Volvimos a recorrer las callejas del pueblo, encontrando a un artesano que hacía maquetas de barcos de pesca con la concha de un mejillón, y con una presentación curiosa en la que se veían los pasos seguidos para lograrlo. Además descubrimos un hotel tocayo de mi barco, el Hotel Corto Maltés. Y al acabar el día, como para dar un toque surrealista a nuestra despedida de Belle-Île antes de agitar los pañuelos, nos fijamos en una curiosa señal de tráfico. Era después de una rotonda en que habían utilizado una vieja baliza marítima para dar la curva y a la vez indicar algunas direcciones. Al salir de ella había un cartel indicador de carretera donde, debajo de otras ciudades (Bangor, Locmaria y Sauzon) y debajo de la indicación de la estación de autobuses, la quinta indicación señalaba la dirección para “la libertad de perderse”, hacia la derecha. Nos sorprendió y nos hizo gracia el concepto tan diferente de la seriedad que tienen en Francia, porque una indicación así sería inconcebible en España.
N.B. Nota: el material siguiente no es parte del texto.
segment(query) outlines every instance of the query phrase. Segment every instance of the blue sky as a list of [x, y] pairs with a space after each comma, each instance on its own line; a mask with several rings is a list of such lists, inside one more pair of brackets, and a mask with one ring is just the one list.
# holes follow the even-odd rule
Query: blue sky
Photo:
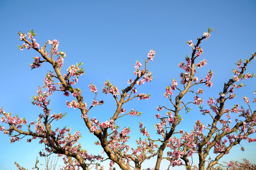
[[[146, 101], [135, 100], [125, 106], [127, 110], [134, 108], [143, 112], [141, 117], [127, 117], [117, 122], [124, 127], [131, 127], [130, 142], [134, 144], [140, 135], [139, 122], [144, 122], [152, 136], [155, 133], [156, 108], [160, 104], [171, 107], [163, 96], [165, 87], [172, 78], [179, 81], [179, 74], [182, 70], [178, 64], [191, 53], [186, 42], [196, 41], [208, 27], [214, 30], [201, 45], [204, 53], [200, 56], [207, 60], [208, 64], [197, 72], [204, 76], [210, 69], [213, 71], [213, 86], [204, 87], [202, 96], [205, 101], [209, 96], [218, 96], [224, 83], [232, 76], [232, 68], [235, 68], [233, 63], [256, 52], [256, 7], [254, 0], [1, 0], [0, 107], [26, 117], [28, 122], [36, 119], [42, 112], [31, 103], [30, 97], [36, 94], [38, 86], [42, 85], [47, 70], [51, 68], [44, 64], [31, 70], [28, 64], [38, 54], [32, 50], [17, 50], [17, 45], [22, 44], [19, 31], [26, 33], [33, 29], [41, 45], [49, 39], [59, 40], [59, 49], [67, 54], [63, 71], [76, 62], [84, 63], [86, 75], [80, 78], [77, 86], [88, 103], [94, 98], [88, 88], [90, 83], [100, 90], [109, 79], [119, 89], [125, 88], [127, 80], [134, 79], [136, 60], [144, 64], [149, 51], [154, 49], [157, 54], [148, 63], [148, 69], [153, 72], [154, 80], [138, 88], [140, 93], [151, 94], [151, 98]], [[253, 61], [248, 68], [252, 73], [255, 73], [255, 61]], [[230, 101], [227, 107], [241, 102], [244, 95], [252, 100], [256, 83], [255, 79], [245, 82], [247, 86], [236, 93], [237, 99]], [[79, 142], [85, 149], [89, 153], [96, 151], [100, 153], [101, 148], [93, 144], [96, 138], [85, 127], [78, 110], [66, 105], [66, 101], [71, 98], [64, 97], [56, 93], [51, 98], [53, 112], [68, 113], [66, 118], [54, 126], [71, 126], [73, 132], [81, 130], [84, 137]], [[114, 101], [110, 95], [101, 93], [98, 99], [103, 100], [105, 104], [94, 108], [89, 116], [102, 121], [109, 119], [115, 110]], [[254, 106], [252, 104], [253, 108]], [[198, 119], [206, 125], [211, 120], [201, 116], [196, 108], [183, 115], [184, 120], [179, 128], [188, 131]], [[31, 169], [37, 153], [43, 148], [37, 141], [28, 144], [25, 139], [10, 144], [8, 136], [2, 133], [0, 138], [0, 170], [16, 169], [15, 161]], [[221, 162], [246, 158], [256, 163], [252, 156], [256, 152], [255, 144], [243, 144], [245, 151], [236, 147]], [[196, 159], [194, 158], [195, 162]]]

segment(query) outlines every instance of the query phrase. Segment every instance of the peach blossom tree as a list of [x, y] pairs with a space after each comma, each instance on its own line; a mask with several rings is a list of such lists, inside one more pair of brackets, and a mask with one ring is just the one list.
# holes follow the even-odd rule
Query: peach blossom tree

El día siguiente abriría la esclusa a las 5.30 h y nos tocaría madrugar para pasarla. Iríamos hacia el Norte, y según cómo viéramos el mar intentaríamos entrar en el río Etel o seguiríamos hasta la siguiente isla, Groix.

2 Contado en los libros Carpe Diem. Vela solidaria en Santander, Antequera: ExLibric, 2015, y La sonrisa de Mikel. Dibupoemas de supervivencia, Antequera: ExLibric, 2013.